Spanish leftwingers who swept to power in several major cities last month have removed royal symbols from their town halls, renewing a debate over the nation's scandal-hit monarchy.
The moves come despite new King Felipe VI managing to restore some of the institution's popularity, which plunged following scandals during the final years of his father's reign while Spain was engulfed in an economic crisis.
The most controversial example happened in Barcelona, Spain's second-largest city, where new mayor Ada Colau on Thursday had a bronze bust of former King Juan Carlos removed from the town hall's main chamber.
Colau, a former anti-eviction activist, said the bust was an "anomaly" since Juan Carlos was no longer head of state, having handed over the throne to his son Felipe last year.

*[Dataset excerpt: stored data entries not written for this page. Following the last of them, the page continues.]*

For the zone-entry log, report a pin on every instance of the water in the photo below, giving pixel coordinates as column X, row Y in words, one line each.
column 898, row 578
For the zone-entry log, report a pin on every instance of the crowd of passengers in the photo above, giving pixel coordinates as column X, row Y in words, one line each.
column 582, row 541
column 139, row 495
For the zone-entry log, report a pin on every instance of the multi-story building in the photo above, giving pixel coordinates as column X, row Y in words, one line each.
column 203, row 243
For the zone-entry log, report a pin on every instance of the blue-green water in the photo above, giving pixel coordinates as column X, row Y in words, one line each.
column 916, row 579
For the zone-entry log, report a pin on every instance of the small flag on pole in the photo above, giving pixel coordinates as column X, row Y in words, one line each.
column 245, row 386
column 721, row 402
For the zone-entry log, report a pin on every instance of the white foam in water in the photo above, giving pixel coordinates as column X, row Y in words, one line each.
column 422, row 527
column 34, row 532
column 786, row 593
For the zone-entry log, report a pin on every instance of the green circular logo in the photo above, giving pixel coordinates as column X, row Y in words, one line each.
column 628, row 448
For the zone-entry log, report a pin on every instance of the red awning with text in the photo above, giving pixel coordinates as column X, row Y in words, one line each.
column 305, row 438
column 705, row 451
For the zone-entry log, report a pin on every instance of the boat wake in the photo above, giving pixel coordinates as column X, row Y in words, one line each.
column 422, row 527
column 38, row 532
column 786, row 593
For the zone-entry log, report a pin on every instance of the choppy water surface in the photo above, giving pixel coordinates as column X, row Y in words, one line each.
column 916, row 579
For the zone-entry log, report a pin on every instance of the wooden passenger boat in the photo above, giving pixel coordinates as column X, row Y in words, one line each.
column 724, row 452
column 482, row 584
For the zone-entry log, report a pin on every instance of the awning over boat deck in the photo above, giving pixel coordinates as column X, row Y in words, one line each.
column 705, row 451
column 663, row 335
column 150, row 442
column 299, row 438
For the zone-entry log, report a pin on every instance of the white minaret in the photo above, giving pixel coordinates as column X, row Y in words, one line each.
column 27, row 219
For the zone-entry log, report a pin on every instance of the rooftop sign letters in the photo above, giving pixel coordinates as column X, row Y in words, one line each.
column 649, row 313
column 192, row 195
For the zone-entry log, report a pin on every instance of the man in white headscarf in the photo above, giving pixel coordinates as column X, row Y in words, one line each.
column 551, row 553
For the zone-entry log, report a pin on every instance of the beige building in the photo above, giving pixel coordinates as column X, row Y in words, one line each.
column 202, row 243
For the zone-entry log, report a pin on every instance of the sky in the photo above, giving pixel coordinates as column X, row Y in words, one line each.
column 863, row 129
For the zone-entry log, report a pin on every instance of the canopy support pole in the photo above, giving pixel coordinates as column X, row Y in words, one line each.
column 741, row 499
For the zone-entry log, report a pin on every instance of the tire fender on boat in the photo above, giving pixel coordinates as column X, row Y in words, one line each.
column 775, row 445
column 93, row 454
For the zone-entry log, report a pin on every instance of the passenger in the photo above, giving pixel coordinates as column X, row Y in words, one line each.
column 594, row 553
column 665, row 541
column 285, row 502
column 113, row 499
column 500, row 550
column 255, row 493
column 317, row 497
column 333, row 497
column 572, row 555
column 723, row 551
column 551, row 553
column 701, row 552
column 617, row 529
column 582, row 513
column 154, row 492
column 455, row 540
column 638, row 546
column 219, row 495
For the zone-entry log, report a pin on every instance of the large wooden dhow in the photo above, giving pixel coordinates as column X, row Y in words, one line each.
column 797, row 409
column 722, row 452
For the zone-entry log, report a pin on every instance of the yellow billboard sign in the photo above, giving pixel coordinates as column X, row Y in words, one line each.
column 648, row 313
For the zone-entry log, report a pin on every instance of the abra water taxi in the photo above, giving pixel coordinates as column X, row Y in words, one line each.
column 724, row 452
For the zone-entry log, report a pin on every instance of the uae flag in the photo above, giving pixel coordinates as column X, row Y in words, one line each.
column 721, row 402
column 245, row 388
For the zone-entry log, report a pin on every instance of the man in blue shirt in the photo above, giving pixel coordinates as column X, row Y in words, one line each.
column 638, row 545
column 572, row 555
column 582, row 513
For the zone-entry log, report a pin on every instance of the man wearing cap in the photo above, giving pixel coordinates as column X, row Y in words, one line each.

The mayor headed a left-wing coalition that won municipal elections in May, backed by new far-left party Podemos, which favours the abolition of the monarchy.
In the northeastern city of Zaragoza, the Podemos-led municipal government unilaterally decided to change the name of its main sports hall from Principe Felipe to that of a local basketball coach who died recently.
But on Monday the town hall approved a "urgent" motion to keep the name as it is, tabled by the conservative Popular Party, which rules at the national level, with the backing of two other parties.
In the southwestern city of Cadiz, which is now also governed by Podemos, the new mayor replaced a portrait of Juan Carlos in his office with one of a famous local anarchist.
The leftist town hall of Montcada i Reixac, near Barcelona, went even further.
It removed a portrait of King Felipe VI from the town hall's main chamber -- where by law a portrait of the monarch, who is head of state, must be visible.
- 'Historical revenge' -
Abel Hernandez, a writer specialising in the Spanish royals, said it was "a sort of historical revenge" by Spain's far-left, factions of which did not take part in the country's transition to democracy following the death of longtime dictator Francisco Franco in 1975.
"This is a left which wants to break with the system put in place by the 1978 constitution, to revise Spain's transition," Hernandez told AFP.
Franco designated Juan Carlos as his successor, who instead of continuing the dictatorship headed the transition to democracy, putting an end to decades of division that began with a 1936-39 civil war leading to Franco's rise to power.
Former Franco supporters joined hands with Socialists, Communists and Catalan nationalists to draw up Spain's 1978 constitution, establishing the country as a democratic constitutional monarchy.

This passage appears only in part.